Etymologically, the word gland comes from the Latin "glandula" , which is diminutive of "glans" or "glandis" which means "acorn". "Glandula" in Latin which means "acorn" was previously applied to the tonsils, then began to be applied to any organ whose function is to produce a secretion that spills to the skin, mucosa or blood. A gland is any plant or animal organ, consisting essentially of differentiated cells of the epithelial tissue, which is responsible for secreting and producing substances essential for the functioning of the body and expelling unnecessary ones.

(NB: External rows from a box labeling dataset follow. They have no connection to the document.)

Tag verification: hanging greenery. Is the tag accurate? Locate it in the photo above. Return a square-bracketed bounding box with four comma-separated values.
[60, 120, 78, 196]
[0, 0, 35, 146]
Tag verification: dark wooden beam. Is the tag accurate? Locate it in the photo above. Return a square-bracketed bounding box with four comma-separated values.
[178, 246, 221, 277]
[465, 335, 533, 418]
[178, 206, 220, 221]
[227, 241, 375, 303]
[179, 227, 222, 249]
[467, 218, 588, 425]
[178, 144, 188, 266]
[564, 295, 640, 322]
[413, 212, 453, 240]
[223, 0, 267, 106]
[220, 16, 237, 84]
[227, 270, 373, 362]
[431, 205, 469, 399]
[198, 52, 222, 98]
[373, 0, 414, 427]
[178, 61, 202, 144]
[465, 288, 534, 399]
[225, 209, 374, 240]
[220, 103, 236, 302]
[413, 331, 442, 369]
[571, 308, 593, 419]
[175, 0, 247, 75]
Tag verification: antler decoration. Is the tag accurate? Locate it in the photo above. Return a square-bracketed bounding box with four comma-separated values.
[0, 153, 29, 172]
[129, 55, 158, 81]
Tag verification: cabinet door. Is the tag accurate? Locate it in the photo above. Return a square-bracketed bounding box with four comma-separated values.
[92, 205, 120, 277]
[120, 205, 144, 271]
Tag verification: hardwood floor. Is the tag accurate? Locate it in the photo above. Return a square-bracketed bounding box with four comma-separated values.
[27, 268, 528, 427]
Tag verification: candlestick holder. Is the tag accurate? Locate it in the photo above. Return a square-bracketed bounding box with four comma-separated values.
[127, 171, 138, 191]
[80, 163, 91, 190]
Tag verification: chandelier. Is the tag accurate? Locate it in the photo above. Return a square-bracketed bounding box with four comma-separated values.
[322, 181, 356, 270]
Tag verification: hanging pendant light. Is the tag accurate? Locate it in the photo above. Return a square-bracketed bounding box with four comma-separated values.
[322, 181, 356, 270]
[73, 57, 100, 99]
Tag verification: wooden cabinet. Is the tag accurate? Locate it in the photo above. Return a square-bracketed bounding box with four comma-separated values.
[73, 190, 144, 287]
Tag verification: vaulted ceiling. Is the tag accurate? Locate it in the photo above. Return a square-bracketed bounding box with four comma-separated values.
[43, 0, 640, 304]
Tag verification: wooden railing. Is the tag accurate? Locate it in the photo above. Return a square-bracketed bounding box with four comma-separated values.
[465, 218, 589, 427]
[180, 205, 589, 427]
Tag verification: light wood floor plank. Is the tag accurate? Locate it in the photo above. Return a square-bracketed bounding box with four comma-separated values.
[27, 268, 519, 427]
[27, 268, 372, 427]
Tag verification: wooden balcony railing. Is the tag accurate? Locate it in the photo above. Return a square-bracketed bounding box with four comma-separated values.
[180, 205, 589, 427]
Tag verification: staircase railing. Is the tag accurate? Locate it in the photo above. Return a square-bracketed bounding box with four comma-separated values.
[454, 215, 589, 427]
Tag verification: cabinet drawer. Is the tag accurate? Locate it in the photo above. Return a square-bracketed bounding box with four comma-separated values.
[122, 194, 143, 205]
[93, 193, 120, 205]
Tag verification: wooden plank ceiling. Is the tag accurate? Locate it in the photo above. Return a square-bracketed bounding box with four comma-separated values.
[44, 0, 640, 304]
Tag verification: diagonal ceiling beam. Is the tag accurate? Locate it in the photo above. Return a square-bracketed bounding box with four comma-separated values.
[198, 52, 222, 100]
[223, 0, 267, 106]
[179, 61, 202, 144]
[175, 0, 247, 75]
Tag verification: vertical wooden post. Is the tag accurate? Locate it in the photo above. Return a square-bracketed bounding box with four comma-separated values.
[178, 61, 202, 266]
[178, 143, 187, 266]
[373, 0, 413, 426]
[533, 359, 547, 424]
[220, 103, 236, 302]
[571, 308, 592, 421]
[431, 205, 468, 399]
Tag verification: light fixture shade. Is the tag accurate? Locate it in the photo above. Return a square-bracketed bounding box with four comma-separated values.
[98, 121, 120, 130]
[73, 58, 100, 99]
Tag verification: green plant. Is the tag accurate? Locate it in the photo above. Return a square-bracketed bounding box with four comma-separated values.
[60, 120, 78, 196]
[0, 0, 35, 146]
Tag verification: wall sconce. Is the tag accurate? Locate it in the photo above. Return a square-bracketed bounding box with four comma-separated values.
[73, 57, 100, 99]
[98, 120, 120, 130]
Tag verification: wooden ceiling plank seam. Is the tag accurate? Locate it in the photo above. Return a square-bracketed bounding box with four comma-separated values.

The glands can be classified as: Endocrine, or closed glands, these do not have a conduit and discharge their secretion into the capillaries that surround the glands. There are also the Mixed glands, they are those that in their structure can produce both products that are secreted to the outside and to the blood. On the other hand are the Exocrine glands or open glands, which secrete their products to an excretory tube that secretes their product both on the surface and into the lumen of a hollow organ. These exocrine glands are subdivided depending on their different mechanisms to discharge their secreted products, for example we have the Apocrines frequently refers to the sweat glands, these are part of the body cells that are lost in the secretion process; then we have the Holocrines in these, the whole cell disintegrates to excrete its content, as in the sebaceous glands found in the chorion of the skin; and finally the Merocrines here the cells secrete their substances by exocytosis, just as in the mucous and serous glands.
The glands can also be divided into unicellular and multicellular, depending on their number of cells, unicellular are individual cells that are distributed between non-secreting cells, such as goblet cells. And the Pluricellulars, which have more than one cell, can differentiate between the disposition of the secretory cells and whether or not there is branching of the secretory ducts.